Yesterday I made my second visit to the
Alameda marketplace (in Alameda, natch). This place is exactly what sac needs. Good wine shop that has cut and wrap cheese, meat counter, fish counter, bakery, small natural foods grocery, and best of all for me yesterday, and deli that boasts the "ten napkin burger" that you see below.
That's blue cheese, not mayo, and yes, if you look closely you will see that the pink "juices" have soaked into the bun. Those are housemade potato chips, the inclusion of which kinda sold me on this burger that was only 8.50. One of the best burgers I've ever had.
On Mike Dunne's blog, in the midst of a post
about what I can only guess is the uber-yuppie, 11 million dollar costing Oxbow market in Napa (from the same guy who developed the ferry building in SF), he buried this little nugget:
Wait, there's more: Carlin is talking with the developers of Sacramento's railyard project to put an even larger version of the public market there. Nothing's been committed to paper, but he's one assured guy who has pulled off a long string of successful projects in unlikely settings. "I'm very confident we'll work it out," he says of his prospects for a similar public market in Sacramento.
Not to be a naysayer, but to me this kind of thinking sums up Sac's image problem in a nutshell. Here you have a city like Alameda, that presumably doesn't suffer from a crippling lack of self-regard due to its close proximity to a real world-class city, that has a one-stop public market that is on a modest scale and serves the community. The Alameda market has upscale and European items, but overall it doesn't feel pretentious or forced, and the building itself is quite modest. Sac has nothing like this, so do we plan to do something along this scale? No, because Sac has this fear of being an eternal cowtown we try to do something grandiose, along the lines of the ferry building, which can only be supported because it is embedded in a dense urban area with a surrounding population of over 7 million people. That would be awesome if we got something that grand, but it will take like 15 years or more to get finished and then due to the large scale would probably limp along subsidized by the city.

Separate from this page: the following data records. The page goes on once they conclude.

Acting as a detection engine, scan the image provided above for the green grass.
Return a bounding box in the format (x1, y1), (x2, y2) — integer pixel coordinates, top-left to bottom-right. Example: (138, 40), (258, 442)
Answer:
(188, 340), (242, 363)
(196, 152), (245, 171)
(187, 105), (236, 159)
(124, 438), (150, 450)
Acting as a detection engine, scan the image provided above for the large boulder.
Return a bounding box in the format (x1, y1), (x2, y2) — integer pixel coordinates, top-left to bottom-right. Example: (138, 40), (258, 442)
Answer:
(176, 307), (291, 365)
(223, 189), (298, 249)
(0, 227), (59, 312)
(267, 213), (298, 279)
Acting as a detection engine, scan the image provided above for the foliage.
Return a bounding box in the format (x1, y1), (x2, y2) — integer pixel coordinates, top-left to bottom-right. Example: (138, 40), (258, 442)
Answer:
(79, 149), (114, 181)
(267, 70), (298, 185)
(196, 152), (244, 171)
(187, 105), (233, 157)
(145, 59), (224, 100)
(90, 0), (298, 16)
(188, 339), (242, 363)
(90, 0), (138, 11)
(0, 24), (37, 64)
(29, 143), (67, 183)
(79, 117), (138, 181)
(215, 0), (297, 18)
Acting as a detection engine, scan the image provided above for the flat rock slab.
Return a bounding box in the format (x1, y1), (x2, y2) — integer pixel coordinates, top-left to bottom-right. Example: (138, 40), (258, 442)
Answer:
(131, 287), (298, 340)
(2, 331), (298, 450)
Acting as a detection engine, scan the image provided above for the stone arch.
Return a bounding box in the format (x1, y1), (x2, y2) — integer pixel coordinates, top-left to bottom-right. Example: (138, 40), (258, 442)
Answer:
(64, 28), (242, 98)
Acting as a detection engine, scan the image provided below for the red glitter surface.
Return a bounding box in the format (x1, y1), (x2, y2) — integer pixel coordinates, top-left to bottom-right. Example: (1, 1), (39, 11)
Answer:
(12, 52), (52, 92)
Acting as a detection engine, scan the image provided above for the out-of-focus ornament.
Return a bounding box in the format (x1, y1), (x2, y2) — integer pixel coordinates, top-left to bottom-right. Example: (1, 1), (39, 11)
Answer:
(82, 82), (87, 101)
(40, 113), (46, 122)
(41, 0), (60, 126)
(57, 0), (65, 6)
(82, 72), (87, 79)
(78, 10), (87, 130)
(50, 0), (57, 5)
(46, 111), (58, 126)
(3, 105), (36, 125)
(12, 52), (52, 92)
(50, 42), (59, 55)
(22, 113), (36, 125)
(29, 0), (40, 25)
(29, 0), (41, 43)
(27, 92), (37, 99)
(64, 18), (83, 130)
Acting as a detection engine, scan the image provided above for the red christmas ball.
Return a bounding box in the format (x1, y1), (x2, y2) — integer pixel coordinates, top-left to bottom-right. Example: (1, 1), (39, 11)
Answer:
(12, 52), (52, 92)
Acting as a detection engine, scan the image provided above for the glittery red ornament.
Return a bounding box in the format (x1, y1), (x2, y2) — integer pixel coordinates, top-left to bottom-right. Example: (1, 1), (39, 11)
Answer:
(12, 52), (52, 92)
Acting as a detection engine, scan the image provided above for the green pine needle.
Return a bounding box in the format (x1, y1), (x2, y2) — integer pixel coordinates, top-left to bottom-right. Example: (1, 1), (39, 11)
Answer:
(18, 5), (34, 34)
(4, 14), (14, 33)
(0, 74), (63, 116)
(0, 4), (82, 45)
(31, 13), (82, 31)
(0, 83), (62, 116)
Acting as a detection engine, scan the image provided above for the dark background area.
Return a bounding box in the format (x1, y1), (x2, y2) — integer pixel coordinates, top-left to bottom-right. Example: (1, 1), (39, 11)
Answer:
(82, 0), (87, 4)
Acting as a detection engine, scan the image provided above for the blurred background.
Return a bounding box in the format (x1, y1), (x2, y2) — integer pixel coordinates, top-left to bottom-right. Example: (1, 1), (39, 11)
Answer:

Maybe not, but I still lament that we couldn't get something like the Alameda marketplace put into the old woolworth's building where the stupid cabaret is going.
Then, later in the day we checked out the
Trappist in downtown Oakland. This place rules and it's a real labor of love for the owners. They have weird hours because they are still working their dayjobs. I predict great success, so they can probably quit them soon.